Question

A particle moving in a magnetic field increases its velocity, then its radius of the circle
A. Decreases
B. Increases
C. Remains the same
D. Becomes half

Answer 1

Hint: When a charged particle enters into a region of magnetic field of uniform magnetic field strength then due to magnetic field interaction with moving charge there is magnetic force applied on the moving charge.

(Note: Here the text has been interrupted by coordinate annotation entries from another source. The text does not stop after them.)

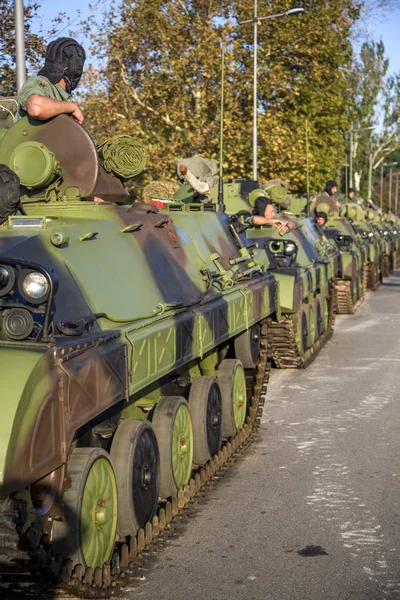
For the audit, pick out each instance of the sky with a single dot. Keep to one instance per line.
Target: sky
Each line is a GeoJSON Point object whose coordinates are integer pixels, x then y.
{"type": "Point", "coordinates": [386, 27]}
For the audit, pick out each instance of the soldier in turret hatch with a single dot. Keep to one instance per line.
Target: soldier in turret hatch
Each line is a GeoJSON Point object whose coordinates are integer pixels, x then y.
{"type": "Point", "coordinates": [264, 214]}
{"type": "Point", "coordinates": [10, 201]}
{"type": "Point", "coordinates": [327, 198]}
{"type": "Point", "coordinates": [49, 93]}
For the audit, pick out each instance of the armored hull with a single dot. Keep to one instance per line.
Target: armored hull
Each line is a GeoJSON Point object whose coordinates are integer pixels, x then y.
{"type": "Point", "coordinates": [133, 356]}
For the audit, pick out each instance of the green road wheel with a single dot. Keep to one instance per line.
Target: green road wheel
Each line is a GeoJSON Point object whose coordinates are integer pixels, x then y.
{"type": "Point", "coordinates": [232, 382]}
{"type": "Point", "coordinates": [87, 533]}
{"type": "Point", "coordinates": [247, 347]}
{"type": "Point", "coordinates": [206, 409]}
{"type": "Point", "coordinates": [172, 424]}
{"type": "Point", "coordinates": [135, 456]}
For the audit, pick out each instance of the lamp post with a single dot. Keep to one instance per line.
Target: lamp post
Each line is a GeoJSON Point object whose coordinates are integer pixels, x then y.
{"type": "Point", "coordinates": [256, 21]}
{"type": "Point", "coordinates": [390, 165]}
{"type": "Point", "coordinates": [352, 130]}
{"type": "Point", "coordinates": [19, 43]}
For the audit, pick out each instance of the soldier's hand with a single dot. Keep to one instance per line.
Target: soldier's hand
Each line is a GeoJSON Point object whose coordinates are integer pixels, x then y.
{"type": "Point", "coordinates": [77, 114]}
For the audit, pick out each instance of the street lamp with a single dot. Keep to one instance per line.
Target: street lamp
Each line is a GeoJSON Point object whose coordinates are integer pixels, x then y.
{"type": "Point", "coordinates": [390, 165]}
{"type": "Point", "coordinates": [255, 20]}
{"type": "Point", "coordinates": [352, 130]}
{"type": "Point", "coordinates": [19, 43]}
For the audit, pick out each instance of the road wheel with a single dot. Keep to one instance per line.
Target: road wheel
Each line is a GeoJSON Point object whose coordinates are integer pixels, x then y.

The magnetic force is given by Lorentz's law of force.


Formula used:
\[r = \dfrac{{mv}}{{Bq}}\], here r is the radius of the circular path when a charged particle of mass m and charge q enters into a region of magnetic field strength B with speed v.



Complete answer:
Let the mass of the particle is m and the charge is q.
If the magnetic field strength in the region is B then the magnetic force acting on the particle is,
\[\vec F = q\left( {\vec v \times \vec B} \right)\]
The vertical component of the magnetic force will cause the path of the motion of the charged particle as circular.
The deflection of the particle will be in the direction of the magnetic force and hence the magnetic force will act as centripetal force.
If the speed of the particle is v, then the centrifugal force will be,
\[{F_C} = \dfrac{{m{v^2}}}{r}\], here r is the radius of the circular path.
At radial equilibrium state, the outward force is equal to the inward centripetal force,
\[\dfrac{{m{v^2}}}{r} = qvB\]
\[r = \dfrac{{mv}}{{Bq}}\]
So, the radius of the circular path is proportional to the speed of the particle.
Hence, when we increase the speed of the particle then the radius of the particle will also increase.

Therefore, the correct option is (B).

Note:The radius of the circular path depends on the speed of the particle and not the velocity, so keeping the magnitude of the velocity constant changing the direction will not have any effect on the radius of the circular path.